Yep totally agree, in a vaguely balanced car, if you race against the AI trying to avoid all contact and trying to make a legitimately clean pass at a realistic place etc., it's actually pretty raceable a lot of the time. Sure they have their turns where they brake at a weird spot and so on, but it's possible to go a few corners side by side etc. and have a reasonable race overall if you set things up right in Custom Race, it's just a shame it takes so much manual balancing by the user, not helped by Custom Race still being broken in even the most basic ways like not being able to turn Boost off, AI tyre choices etc. etc. etc.
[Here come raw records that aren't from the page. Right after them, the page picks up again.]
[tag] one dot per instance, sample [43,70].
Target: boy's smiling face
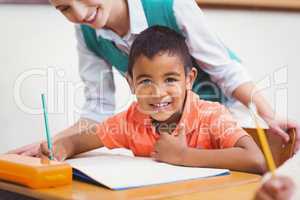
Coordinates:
[160,85]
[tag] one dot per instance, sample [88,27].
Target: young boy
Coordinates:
[168,122]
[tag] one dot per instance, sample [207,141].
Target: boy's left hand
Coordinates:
[171,149]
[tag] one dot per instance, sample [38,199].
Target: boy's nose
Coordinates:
[159,91]
[79,12]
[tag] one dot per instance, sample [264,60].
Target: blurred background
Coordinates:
[38,55]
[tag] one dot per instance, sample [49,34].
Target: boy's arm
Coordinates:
[244,156]
[232,149]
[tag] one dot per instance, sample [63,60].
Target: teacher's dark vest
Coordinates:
[158,12]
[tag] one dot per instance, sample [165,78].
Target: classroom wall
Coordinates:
[37,54]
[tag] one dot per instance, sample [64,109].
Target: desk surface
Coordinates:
[187,189]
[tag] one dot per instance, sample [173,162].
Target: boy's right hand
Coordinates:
[277,188]
[61,150]
[32,150]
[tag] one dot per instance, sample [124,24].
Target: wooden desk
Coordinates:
[193,189]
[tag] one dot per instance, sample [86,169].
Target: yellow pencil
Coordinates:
[263,141]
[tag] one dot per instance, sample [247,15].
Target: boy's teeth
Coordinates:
[92,16]
[161,104]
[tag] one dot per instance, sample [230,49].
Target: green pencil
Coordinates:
[47,127]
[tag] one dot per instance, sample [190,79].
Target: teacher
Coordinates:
[105,31]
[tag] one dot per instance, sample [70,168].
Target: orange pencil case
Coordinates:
[30,172]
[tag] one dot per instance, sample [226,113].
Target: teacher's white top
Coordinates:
[204,46]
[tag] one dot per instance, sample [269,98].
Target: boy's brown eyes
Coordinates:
[63,8]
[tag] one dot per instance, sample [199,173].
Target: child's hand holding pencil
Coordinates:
[61,149]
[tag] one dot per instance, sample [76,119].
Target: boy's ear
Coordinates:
[130,82]
[191,77]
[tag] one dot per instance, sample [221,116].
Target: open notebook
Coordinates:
[118,169]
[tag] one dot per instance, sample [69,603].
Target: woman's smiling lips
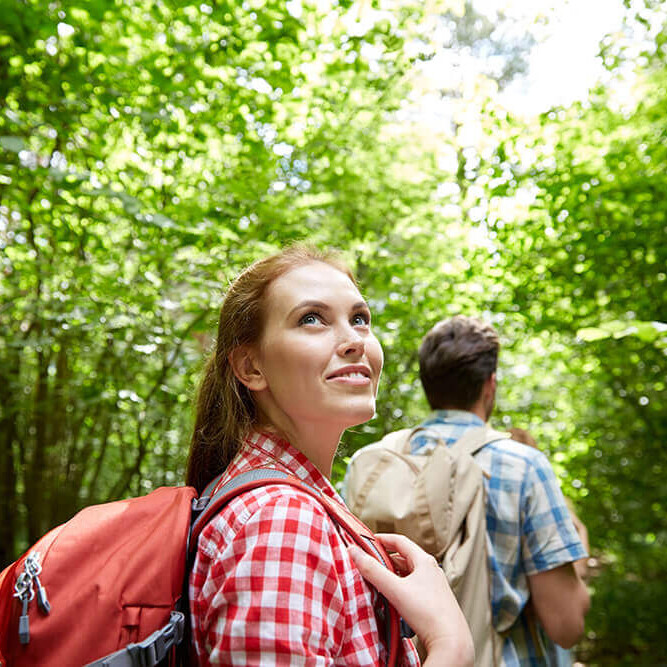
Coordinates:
[354,375]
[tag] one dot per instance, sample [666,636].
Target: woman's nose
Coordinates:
[351,344]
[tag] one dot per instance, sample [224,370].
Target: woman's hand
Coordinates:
[422,596]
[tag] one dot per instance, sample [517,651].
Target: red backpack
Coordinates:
[113,580]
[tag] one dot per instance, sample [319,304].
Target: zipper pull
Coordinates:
[33,569]
[24,592]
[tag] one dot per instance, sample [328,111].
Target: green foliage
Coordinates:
[149,150]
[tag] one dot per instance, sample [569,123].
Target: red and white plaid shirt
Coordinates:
[273,583]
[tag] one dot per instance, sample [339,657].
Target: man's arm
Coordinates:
[561,601]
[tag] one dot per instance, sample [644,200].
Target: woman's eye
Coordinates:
[310,318]
[361,320]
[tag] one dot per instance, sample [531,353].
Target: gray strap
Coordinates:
[151,650]
[475,438]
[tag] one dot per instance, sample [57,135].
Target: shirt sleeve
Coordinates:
[549,538]
[276,592]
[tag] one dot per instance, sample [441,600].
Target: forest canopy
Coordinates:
[150,150]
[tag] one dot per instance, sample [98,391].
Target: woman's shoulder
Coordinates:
[278,509]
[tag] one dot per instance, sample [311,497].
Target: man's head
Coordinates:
[457,365]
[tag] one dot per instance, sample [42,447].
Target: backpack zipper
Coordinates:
[24,590]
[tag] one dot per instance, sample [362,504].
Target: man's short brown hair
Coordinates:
[456,357]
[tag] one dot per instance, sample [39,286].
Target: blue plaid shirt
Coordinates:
[529,528]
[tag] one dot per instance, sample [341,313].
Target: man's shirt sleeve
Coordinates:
[549,538]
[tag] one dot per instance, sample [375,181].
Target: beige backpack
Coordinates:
[438,500]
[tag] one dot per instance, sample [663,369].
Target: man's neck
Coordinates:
[476,409]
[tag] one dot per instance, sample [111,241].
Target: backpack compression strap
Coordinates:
[475,438]
[343,517]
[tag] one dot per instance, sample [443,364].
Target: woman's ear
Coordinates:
[243,360]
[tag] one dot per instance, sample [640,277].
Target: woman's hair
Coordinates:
[225,409]
[456,357]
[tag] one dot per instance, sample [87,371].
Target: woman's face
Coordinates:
[318,358]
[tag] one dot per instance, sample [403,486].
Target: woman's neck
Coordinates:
[317,441]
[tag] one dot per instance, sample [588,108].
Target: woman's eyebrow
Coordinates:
[309,303]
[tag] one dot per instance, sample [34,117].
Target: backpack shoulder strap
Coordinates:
[362,535]
[476,438]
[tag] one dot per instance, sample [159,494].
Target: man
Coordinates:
[532,543]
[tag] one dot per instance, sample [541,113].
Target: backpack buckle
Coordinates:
[155,647]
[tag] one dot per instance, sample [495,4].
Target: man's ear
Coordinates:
[243,360]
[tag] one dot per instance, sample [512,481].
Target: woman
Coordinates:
[274,581]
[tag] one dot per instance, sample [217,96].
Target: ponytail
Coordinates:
[225,410]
I'd also say I don't agree with the 'hard to catch oversteer' theme either, it seems very well communicated both in terms of visual cues, audio cues, and FFB. There are certainly a few uncatchable instances that revolve around MR cars but that's pretty realistic, if you get an MR past a certain point of rotation you're fighting against a lot of momentum that makes it very hard to catch without scrubbing off a lot of speed.
Other than the slightly annoying understeer 'wobble' / vibration feedback, my only real gripe is the way wheelspin is handled, especially obvious in powerful rear wheel drive cars the rear wheels act like enormous flywheels which I can imagine contributes to this 'uncatchable' oversteer feeling.
If you get enough wheelspeed that's disproportionate to your actual speed, the rear wheels become unstoppable, even if you're completely off the throttle, which is ridiculous.
Easiest example is put slicks on a wet track, spin the wheels up to the top of 5th whilst barely moving, and you can be off the throttle and entirely on the brakes and still the wheels are spinning... It's as if they weigh hundreds of kilos and have almost unlimited rotational momentum. I can see how this could cause unstoppable oversteer, because with a lot of wheelspeed you then suddenly don't have any throttle control over the rear wheels, you lift off but they just keep on spinning which is way, way off reality.
It'll be interesting if this is addressed in the physics update, potentially the wide body / wide offset wheel trapping issue being so common as well, perhaps that's suspension related.